It's like the tale of a superhero: By day, Gonzalo García Calvo is a musician in Madrid, but by night, he's an amateur origami artisan.
You might be familiar with the art of origami from reading Sadako and the Thousand Paper Cranes in elementary school, or from folding our own clumsy frogs and cranes and flowers as kids. But the vast array of objects and creatures that can be summoned from one piece of origami paper is truly unfathomable to the non-expert.
There's no design too complicated and out-there for Calvo to attempt; he says it takes around "three hours for a complex model, and maybe more for the most detailed ones." At this point, he's been practicing his folds for four years.
Calvo told The Huffington Post via email, "I find it fascinating that by changing the steps in the folding process you end up with a totally different model, so in essence, a square of paper has inside of it all the possibilities to be anything you can imagine."

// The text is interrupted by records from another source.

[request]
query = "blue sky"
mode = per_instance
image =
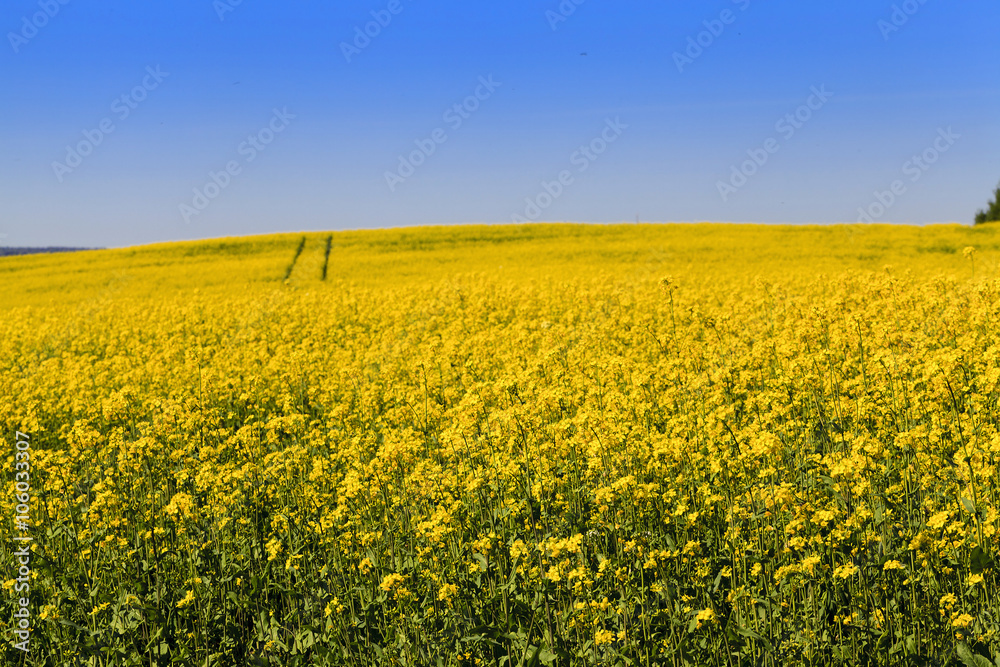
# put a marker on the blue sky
(231, 119)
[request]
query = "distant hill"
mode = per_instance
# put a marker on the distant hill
(34, 251)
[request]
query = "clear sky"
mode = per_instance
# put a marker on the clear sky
(136, 122)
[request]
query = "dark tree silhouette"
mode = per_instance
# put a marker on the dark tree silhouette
(992, 211)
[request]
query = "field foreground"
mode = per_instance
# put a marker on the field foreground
(541, 444)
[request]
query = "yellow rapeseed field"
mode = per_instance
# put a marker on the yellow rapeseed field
(513, 445)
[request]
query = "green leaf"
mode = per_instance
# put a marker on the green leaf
(980, 560)
(969, 658)
(750, 634)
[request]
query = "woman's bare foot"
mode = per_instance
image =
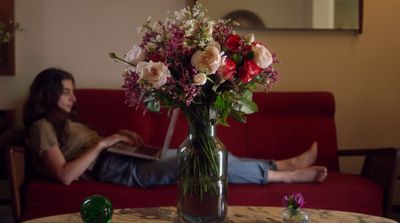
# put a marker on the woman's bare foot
(309, 174)
(304, 160)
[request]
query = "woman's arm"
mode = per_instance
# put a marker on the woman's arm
(66, 172)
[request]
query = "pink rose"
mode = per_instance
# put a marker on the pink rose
(227, 69)
(249, 70)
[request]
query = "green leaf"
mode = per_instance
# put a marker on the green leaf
(152, 104)
(248, 106)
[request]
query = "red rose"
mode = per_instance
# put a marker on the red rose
(227, 71)
(233, 43)
(249, 70)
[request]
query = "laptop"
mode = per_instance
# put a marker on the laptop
(146, 151)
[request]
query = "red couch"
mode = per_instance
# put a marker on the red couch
(286, 124)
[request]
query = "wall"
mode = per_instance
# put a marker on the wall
(362, 71)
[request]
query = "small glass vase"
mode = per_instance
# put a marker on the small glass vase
(202, 176)
(295, 216)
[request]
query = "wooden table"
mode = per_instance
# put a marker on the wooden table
(236, 214)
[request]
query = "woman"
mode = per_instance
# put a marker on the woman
(67, 150)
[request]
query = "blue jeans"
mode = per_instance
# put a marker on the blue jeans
(131, 171)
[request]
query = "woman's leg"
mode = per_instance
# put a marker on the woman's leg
(292, 170)
(131, 171)
(247, 170)
(308, 174)
(304, 160)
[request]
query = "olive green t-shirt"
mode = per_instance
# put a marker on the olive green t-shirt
(42, 137)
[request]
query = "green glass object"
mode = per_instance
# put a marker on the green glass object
(96, 209)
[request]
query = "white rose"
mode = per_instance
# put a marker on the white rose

As demanded by the rules of the art form, only folding of the paper is allowed to achieve the stunning transformations, making the results all the more remarkable. "You can fold almost anything with a single square of paper without gluing or cutting it," he said.
While Calvo conjures tiny violins, flowers and skulls from paper squares, the vast majority of his pieces are animals. "I love animals, and sometimes I see how they act or move, and then I feel the need to represent that in some way," he explained. "I want to capture a feeling."